Hepler counts his as one. At the time, he was anything but receptive to the helping hand that jerked him out of his destructive lifestyle in Georgia and dropped him in the remote center in Montana.

He vividly recalls the four-and-a-half days of therapy with his family that began two weeks after he arrived.

“I had a lot of resentment when I first got there,” he said. “By the time they got there, I had simmered down and the drugs had left my body. We all just broke down and started bawling.”

Hepler said the therapy included becoming totally honest. He had to tell his parents what he had done, including the parts he didn’t think his parents knew about — like the car he had wrecked.

To his shock, he found out that they had figured out most of his darkest secrets on their own.

“For me to tell them was nerve-wracking,” he said. “It was really refreshing to get it all off my chest.”

After 30 days of inpatient therapy, Hepler began the 16-day wilderness survival portion of his therapy. For a Southern boy, the outdoor excursion in the middle of a Montana winter presented a daunting challenge.

“Coming from Georgia, I had never cross-country skied,” he said. “We went three to five miles a day. We lived in a snow hut and spent time completely by ourselves.”

According to Dorrington, Hepler’s book accurately portrays the program at the Wilderness Treatment Center. Depending on the time of year, the trip is 16 to 18 days long.

“After a month, the guys start to be motivated to change but they haven’t been tested,” Dorrington said. “The wilderness induces a naturally stressful environment. It brings out the best and worst in clients, and we counsel them accordingly.”

Dorrington said they return for more inpatient treatment, where they bring all the parts together. He said their successes in overcoming obstacles plays a crucial role in their rehabilitation.

“We really believe that if you increase a young man’s self-worth, he’ll feel empowered to make changes.”

Hepler went from the center to a halfway house, where he completed his core studies to earn his high school diploma. From there he returned home, and then went directly to college where he had an  addiction setback, but overcame it and set a goal of earning his degree and publishing “Intervention.”

He said he came to the center with low self-esteem and anxiety with “that desperate feeling of wanting to be anything but me.”

He left with a new closeness to his family and himself.

“I worked on who I was as a person,” he said. “I learned so much about myself.”

Dorrington was so impressed with the vividly detailed account that he recommends Hepler’s book to prospective patients and their parents. He said he and others at Wilderness Treatment Center learned from the book as well.

“It really helped our staff to understand better what these guys go through,” he said.

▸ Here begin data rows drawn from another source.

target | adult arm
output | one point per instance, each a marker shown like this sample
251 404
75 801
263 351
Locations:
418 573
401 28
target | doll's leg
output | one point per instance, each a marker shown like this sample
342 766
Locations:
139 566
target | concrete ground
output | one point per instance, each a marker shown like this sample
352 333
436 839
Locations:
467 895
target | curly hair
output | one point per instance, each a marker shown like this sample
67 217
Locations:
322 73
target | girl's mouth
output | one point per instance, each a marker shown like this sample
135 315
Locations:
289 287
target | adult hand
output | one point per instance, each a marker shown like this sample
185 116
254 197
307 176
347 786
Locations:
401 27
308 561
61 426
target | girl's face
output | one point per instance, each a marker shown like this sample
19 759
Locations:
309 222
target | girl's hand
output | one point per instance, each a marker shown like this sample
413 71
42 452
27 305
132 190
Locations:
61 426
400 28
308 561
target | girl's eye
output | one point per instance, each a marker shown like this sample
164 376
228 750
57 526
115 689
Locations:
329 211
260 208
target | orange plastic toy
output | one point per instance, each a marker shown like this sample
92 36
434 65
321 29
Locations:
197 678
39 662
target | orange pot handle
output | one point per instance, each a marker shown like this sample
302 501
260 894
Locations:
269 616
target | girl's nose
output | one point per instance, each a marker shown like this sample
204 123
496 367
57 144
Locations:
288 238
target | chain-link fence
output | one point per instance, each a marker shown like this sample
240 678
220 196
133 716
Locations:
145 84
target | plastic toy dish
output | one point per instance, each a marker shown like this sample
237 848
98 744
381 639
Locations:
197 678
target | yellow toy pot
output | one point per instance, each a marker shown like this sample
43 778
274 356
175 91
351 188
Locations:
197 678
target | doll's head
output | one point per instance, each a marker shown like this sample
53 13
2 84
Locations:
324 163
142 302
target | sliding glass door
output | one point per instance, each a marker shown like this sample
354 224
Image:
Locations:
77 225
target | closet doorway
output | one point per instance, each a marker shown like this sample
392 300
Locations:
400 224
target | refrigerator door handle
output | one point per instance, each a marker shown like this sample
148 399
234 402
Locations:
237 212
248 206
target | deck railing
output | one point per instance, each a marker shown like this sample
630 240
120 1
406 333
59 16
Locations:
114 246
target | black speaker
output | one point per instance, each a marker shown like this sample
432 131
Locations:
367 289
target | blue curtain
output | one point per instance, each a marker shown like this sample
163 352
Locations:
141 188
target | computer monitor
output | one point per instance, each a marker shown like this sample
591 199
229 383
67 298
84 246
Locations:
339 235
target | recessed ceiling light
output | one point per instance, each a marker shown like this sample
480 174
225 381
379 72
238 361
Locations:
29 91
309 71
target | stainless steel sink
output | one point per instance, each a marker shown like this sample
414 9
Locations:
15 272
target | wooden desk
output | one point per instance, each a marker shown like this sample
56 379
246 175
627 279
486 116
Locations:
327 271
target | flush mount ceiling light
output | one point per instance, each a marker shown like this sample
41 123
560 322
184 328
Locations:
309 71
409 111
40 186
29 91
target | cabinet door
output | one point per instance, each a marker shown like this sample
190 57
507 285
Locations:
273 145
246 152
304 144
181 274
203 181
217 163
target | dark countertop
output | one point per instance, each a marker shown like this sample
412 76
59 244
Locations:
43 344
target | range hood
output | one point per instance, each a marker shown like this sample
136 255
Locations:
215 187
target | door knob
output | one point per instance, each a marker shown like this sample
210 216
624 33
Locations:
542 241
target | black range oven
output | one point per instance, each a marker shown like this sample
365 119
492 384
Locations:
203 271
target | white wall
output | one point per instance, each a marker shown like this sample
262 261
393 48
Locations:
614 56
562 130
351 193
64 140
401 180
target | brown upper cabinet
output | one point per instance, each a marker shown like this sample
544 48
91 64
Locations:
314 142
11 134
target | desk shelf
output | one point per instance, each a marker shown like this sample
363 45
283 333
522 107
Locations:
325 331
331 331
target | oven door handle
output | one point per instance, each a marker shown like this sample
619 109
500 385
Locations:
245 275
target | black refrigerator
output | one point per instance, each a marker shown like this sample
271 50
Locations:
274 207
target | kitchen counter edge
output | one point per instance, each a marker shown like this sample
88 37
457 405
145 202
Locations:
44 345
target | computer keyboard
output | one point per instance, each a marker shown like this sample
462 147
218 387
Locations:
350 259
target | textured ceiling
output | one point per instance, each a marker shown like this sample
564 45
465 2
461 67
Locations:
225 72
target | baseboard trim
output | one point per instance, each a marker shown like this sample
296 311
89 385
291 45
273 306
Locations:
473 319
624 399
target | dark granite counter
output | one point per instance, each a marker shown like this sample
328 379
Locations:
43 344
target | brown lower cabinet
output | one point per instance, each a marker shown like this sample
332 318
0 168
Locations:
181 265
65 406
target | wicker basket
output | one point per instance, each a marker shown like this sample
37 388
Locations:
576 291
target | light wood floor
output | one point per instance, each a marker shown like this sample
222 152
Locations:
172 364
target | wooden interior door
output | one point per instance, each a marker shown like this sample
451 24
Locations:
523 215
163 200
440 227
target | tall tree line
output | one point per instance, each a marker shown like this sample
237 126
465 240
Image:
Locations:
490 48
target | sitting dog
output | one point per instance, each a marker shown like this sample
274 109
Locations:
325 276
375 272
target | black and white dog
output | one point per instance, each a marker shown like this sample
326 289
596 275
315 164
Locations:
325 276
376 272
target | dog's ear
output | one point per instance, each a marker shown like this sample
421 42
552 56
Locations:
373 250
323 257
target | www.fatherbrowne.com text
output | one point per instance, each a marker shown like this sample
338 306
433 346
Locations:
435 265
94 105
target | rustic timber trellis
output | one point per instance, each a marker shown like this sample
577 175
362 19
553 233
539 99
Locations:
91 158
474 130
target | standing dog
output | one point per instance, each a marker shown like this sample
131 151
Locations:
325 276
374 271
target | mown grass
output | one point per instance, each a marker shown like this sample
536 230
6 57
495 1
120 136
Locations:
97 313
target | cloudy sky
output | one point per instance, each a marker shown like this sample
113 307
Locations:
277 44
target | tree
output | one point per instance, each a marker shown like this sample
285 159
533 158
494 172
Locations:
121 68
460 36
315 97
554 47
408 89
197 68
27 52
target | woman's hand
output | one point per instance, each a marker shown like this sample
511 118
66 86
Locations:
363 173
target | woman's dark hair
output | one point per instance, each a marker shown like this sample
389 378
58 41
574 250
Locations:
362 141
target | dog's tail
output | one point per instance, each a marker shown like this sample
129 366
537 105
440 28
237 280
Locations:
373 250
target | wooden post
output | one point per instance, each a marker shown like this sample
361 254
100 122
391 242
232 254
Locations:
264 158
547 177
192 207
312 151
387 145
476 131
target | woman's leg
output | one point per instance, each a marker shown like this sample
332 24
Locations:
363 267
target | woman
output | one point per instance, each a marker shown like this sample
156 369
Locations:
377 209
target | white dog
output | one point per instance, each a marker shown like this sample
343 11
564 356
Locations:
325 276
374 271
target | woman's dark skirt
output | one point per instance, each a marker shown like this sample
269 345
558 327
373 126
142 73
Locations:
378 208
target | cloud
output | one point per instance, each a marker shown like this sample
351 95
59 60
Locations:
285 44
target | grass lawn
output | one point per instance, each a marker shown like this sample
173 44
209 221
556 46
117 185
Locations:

That’s music to Hepler’s ears. Through his book and career, he transformed the devastation of his addiction into a positive.

“I’ve been able to touch people’s lives,” he said. “That brings me a high that drugs and alcohol can’t.”

People interested in purchasing “Intervention: Anything But My Own Skin” can order the paperback from any bookstore or through Amazon.com or in digital format via Amazon Kindle.